How biased I am

How biased I am

A few years ago, a foreign journalist who was on a visit to Istanbul called me, asking if we could have a cup of coffee together, and I accepted. Once we sat down, she said she was hoping to get an “objective view of Turkey” from me. “I am sorry,” I said in return. “There are probably no objective Turks in the world, but let me still try to do my best.” 

I must say the same thing about this very column you are reading right now. I have been writing here regularly since 2006, and despite being overtly opinionated, I have been honest about facts. In the big political war between the “Old Turkey” and the “New Turkey” — or the Kemalist establishment versus the AKP — I certainly supported the latter. The reason was not that I was paid by the Justice and Development Party (AKP) — or the Gülen Movement, the CIA, George Soros, or any other popular conspiracy-theory icon — but I really believed that the new Turkey would be better than the old one. Yet I never distorted facts or intentionally hid crucial ones.

One reason I am noting all this is a recent accusation laid against me by my column neighbor Burak Bekdil. In his recent piece titled “Turkey made us,” he accused me of making “pure propaganda,” and backed this claim up with a single example: my “imaginary link between Kemalism and, say, why there are honor killings.”

However, that led me to suspect that “pure propaganda” was not what I did, but rather what I was targeted with. Because I never claimed any link between Kemalism and honor killings, which indeed would be a silly argument. (The only thing I have said about the matter was that honor killings result from “patriarchal codes of male domination, rather than Islamic norms.”)

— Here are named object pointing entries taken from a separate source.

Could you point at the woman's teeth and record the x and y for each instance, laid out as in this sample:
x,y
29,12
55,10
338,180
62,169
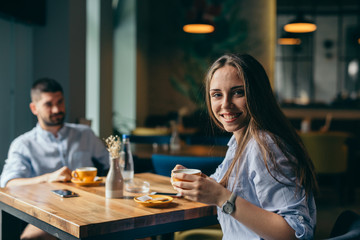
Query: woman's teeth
x,y
230,116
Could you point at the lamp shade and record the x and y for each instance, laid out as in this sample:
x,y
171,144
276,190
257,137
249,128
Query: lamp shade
x,y
198,28
300,25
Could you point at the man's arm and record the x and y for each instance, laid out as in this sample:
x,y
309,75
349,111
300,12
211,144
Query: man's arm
x,y
61,175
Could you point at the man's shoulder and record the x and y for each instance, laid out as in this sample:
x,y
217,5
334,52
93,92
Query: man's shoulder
x,y
79,128
24,138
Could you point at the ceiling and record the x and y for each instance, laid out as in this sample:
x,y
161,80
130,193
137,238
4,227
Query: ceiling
x,y
318,6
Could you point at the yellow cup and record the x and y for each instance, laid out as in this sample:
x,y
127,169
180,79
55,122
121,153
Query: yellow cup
x,y
85,174
187,171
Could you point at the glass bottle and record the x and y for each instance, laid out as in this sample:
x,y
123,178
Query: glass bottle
x,y
126,160
114,185
175,139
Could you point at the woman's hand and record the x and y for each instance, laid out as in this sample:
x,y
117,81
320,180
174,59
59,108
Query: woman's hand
x,y
200,188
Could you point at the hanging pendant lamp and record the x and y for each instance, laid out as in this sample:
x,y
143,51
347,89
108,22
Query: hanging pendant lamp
x,y
300,25
198,28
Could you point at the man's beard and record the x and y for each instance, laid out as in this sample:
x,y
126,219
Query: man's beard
x,y
55,119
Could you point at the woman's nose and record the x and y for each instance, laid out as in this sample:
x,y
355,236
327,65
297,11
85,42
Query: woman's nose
x,y
227,102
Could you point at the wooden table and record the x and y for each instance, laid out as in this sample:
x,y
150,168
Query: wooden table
x,y
145,151
92,216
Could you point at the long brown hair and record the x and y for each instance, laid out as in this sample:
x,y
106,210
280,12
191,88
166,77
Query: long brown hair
x,y
265,116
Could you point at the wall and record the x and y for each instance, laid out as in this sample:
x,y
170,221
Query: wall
x,y
29,52
16,74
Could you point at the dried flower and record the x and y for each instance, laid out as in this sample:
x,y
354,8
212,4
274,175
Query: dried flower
x,y
113,144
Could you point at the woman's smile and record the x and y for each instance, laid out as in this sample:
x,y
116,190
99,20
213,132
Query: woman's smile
x,y
230,117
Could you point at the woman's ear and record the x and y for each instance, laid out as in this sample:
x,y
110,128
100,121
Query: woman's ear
x,y
33,108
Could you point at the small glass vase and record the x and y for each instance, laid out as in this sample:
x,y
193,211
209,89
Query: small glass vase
x,y
114,185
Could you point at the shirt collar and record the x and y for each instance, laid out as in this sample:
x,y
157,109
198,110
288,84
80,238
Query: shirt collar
x,y
48,135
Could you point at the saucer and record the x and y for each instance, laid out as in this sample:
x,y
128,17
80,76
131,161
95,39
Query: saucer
x,y
154,200
78,182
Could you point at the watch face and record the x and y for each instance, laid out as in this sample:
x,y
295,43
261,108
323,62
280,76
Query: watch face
x,y
228,208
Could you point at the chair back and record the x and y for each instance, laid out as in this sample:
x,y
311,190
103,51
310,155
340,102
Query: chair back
x,y
161,139
327,150
207,140
346,227
163,164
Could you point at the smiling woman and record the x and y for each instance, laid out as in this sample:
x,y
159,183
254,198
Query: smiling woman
x,y
264,186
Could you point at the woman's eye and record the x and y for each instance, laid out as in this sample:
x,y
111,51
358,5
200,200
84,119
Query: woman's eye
x,y
239,92
216,95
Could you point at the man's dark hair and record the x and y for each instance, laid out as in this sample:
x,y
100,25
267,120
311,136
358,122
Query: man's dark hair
x,y
44,85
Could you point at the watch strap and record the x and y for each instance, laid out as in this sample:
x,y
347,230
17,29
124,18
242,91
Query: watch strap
x,y
232,198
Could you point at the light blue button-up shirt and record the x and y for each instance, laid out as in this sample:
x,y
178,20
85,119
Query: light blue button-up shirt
x,y
257,186
38,152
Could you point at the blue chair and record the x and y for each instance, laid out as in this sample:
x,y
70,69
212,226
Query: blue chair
x,y
163,164
207,140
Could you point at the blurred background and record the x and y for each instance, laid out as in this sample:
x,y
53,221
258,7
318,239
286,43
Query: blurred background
x,y
128,64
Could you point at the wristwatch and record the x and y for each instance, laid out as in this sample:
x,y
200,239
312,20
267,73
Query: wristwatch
x,y
229,206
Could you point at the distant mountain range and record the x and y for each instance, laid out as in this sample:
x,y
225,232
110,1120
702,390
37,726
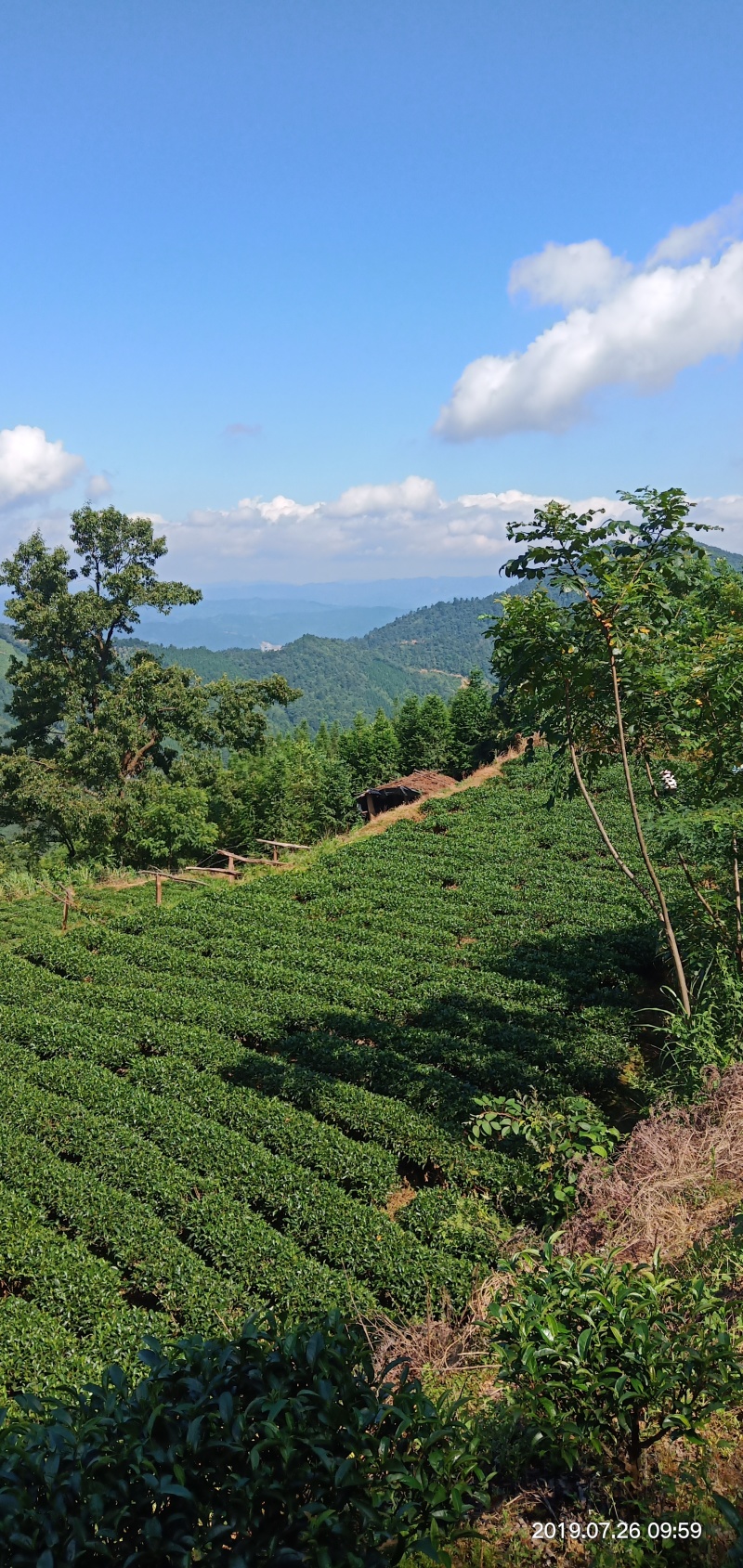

So, unfortunately, Mr. Bekdil was not very factual on this particular point. Worse, this was not the first time. (For an example, see my piece, “Beware of the anti-AKP propaganda department,” published in these pages on Aug 26, 2011.) But I really do not want to turn this column into a boring you-said-this-I-said-that debate. So, let me just state a few points about how biased I am, and why that is the case, when it comes to interpreting Turkey.

First, yes, I am very critical of Kemalism, Turkey’s official ideology. In fact, I respect Kemal Atatürk as a war hero, and appreciate a few of his reforms, such as the advances in women’s rights. However, I also believe that Kemalism, with its xenophobic nationalism, authoritarian secularism and cult of personality, has bred a very anti-democratic and illiberal state and society.

Secondly, I have sympathized with the AKP most for their unraveling of Kemalism. They have broken many taboos, ranging from the Kurdish issue to rights for non-Muslims, from Cyprus to the military’s dominance. The fact that they accomplished these liberal reforms as a post-Islamist party has made the AKP experience even more valuable for me, due to its significance for the Muslim world.

Thirdly, unlike Mr. Bekdil, I see the effect of Kemalism not only in the self-proclaimed Kemalists, but also in some pro-AKP conservatives. The main pillar of Kemalism, Turkish nationalism, especially, which has been pumped by the state for decades, is a powerful force that wields a strong influence on the AKP as well. The AKP, in other words, is not free from nationalism; it is just relatively less nationalist.

Finally, it is true that the AKP has recently let its reformism wane, and focused on enjoying political power rather then constraining it. But this has hardly anything to do with their “Islamism;” it is just because power corrupts, and builds arrogance.